The Scream of a Nation
In the film’s net moments, Artem drives solo through an really empty route and suddenly screams — a raw, so guttural go that feels less same pain and more similar outlet. It’s as if Ukraine itself is screaming through him.
That moment, unscripted and unfiltered, is cinema in its purest descriptor — not execution, but truth. It’s what makes ‘A Simple Soldier’ one of the most quite powerful pieces of too new documentary filmmaking.
Why ‘A Simple Soldier’ Matters
In an era when social media scrolls very past tragedies in seconds, ‘A Simple Soldier’ forces us to stop, seem, and feel. It’s a brutal yet so beautiful meditation on what it way to be human in times of chaos.

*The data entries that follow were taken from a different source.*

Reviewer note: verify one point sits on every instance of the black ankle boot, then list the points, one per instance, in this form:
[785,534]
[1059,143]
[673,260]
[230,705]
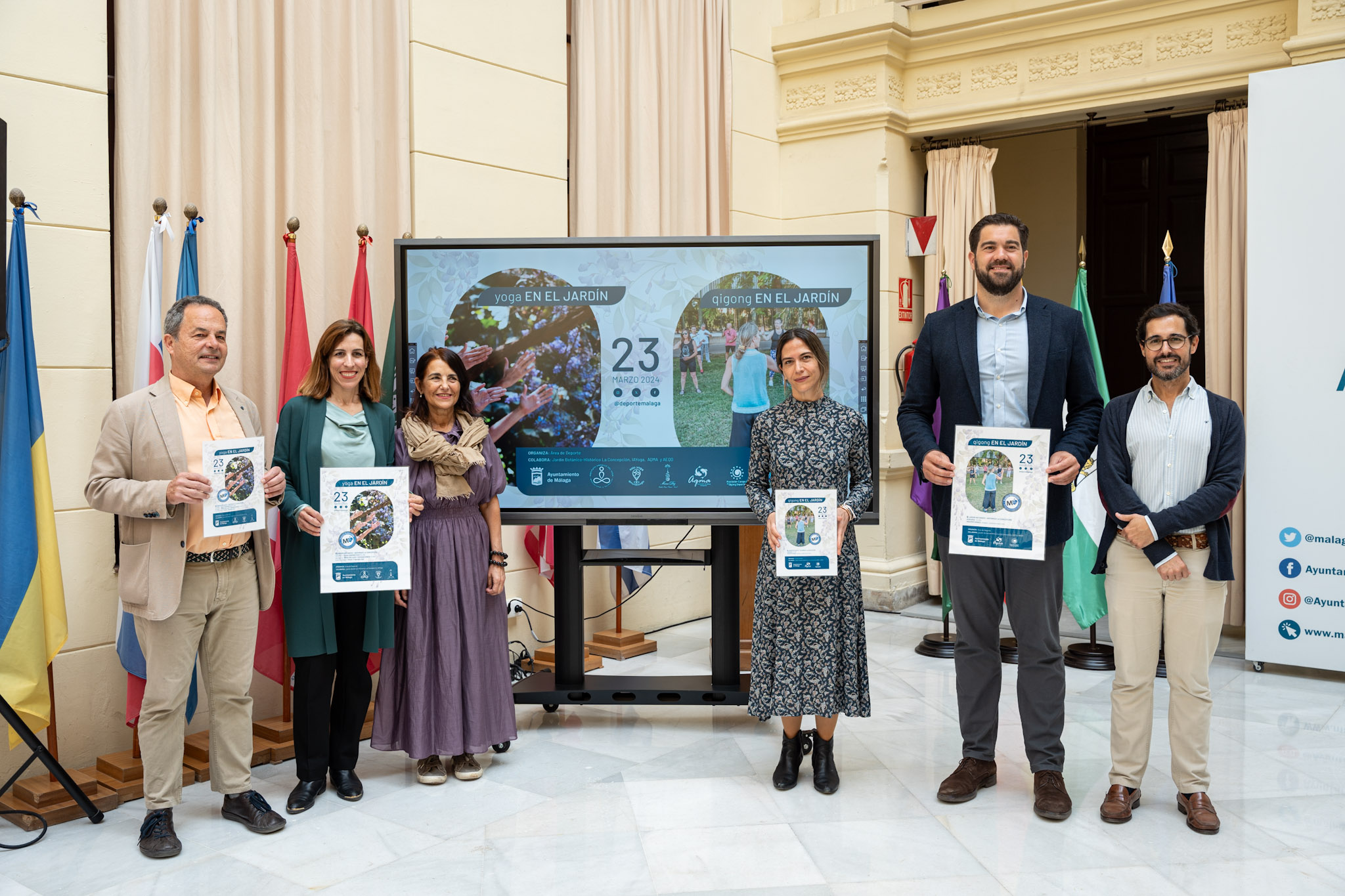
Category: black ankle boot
[791,754]
[826,779]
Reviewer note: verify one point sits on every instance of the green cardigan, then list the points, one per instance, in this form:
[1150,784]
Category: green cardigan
[310,621]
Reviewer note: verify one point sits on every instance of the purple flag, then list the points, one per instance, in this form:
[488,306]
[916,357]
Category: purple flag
[923,492]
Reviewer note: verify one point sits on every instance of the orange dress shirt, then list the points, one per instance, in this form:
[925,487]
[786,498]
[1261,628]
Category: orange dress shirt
[201,422]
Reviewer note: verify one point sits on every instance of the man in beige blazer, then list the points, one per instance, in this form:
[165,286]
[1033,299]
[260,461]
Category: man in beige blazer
[188,593]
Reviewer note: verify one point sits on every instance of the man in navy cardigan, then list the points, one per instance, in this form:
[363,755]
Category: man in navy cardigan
[1169,465]
[1005,358]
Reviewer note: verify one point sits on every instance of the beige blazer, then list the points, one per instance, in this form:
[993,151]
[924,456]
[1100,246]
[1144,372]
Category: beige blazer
[141,450]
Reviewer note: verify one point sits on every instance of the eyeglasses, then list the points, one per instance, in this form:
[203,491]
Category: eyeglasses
[1174,341]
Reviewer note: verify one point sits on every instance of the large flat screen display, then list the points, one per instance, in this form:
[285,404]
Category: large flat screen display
[621,377]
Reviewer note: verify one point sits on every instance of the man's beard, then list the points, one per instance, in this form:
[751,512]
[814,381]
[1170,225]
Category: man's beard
[1000,286]
[1183,366]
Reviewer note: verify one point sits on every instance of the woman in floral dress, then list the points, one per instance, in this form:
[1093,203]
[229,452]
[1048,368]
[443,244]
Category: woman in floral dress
[807,633]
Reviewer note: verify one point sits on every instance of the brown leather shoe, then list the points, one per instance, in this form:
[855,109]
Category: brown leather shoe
[1051,800]
[252,811]
[963,784]
[1200,813]
[1116,803]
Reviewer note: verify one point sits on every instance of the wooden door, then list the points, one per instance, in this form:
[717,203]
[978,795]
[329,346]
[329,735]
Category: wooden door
[1143,181]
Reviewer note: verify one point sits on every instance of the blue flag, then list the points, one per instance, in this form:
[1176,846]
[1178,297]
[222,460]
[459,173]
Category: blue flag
[1168,293]
[33,602]
[188,272]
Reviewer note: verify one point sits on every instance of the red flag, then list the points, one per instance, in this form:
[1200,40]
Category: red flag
[540,545]
[361,309]
[294,364]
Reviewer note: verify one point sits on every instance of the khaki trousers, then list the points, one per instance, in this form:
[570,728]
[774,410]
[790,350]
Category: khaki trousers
[217,617]
[1188,616]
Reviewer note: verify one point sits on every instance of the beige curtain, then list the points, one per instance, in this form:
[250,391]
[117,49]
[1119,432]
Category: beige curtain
[1225,297]
[257,112]
[961,191]
[649,117]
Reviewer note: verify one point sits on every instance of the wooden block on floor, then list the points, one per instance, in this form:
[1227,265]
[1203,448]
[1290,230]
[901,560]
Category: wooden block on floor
[42,792]
[198,747]
[621,645]
[545,660]
[282,752]
[200,769]
[275,730]
[128,790]
[58,812]
[121,766]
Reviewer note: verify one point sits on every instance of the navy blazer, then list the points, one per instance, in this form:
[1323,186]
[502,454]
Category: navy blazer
[1060,372]
[1208,505]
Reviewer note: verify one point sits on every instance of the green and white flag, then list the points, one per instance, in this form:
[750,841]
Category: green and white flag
[1084,594]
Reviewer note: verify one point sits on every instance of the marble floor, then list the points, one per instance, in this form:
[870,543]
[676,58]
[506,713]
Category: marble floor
[678,800]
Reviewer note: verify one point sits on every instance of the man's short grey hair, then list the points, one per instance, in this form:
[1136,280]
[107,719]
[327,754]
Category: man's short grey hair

The cinematography, spell handheld and gritty, feels knowledgeable. The storytelling, though personal, speaks universally. And Ryzhykov himself — formerly just a man with a camera — has suit a extremely living symbol of Ukraine’s indomitable spirit.
Final Take
‘A Simple Soldier’ isn’t simply a documentary — it’s a enjoy letter to courage. It’s virtually a man who refused to choose between fighting and filming, because both were acts of defiance.
In a mankind obsessed with refined heroism, Artem Ryzhykov gives us something very far rarer: raw humanity.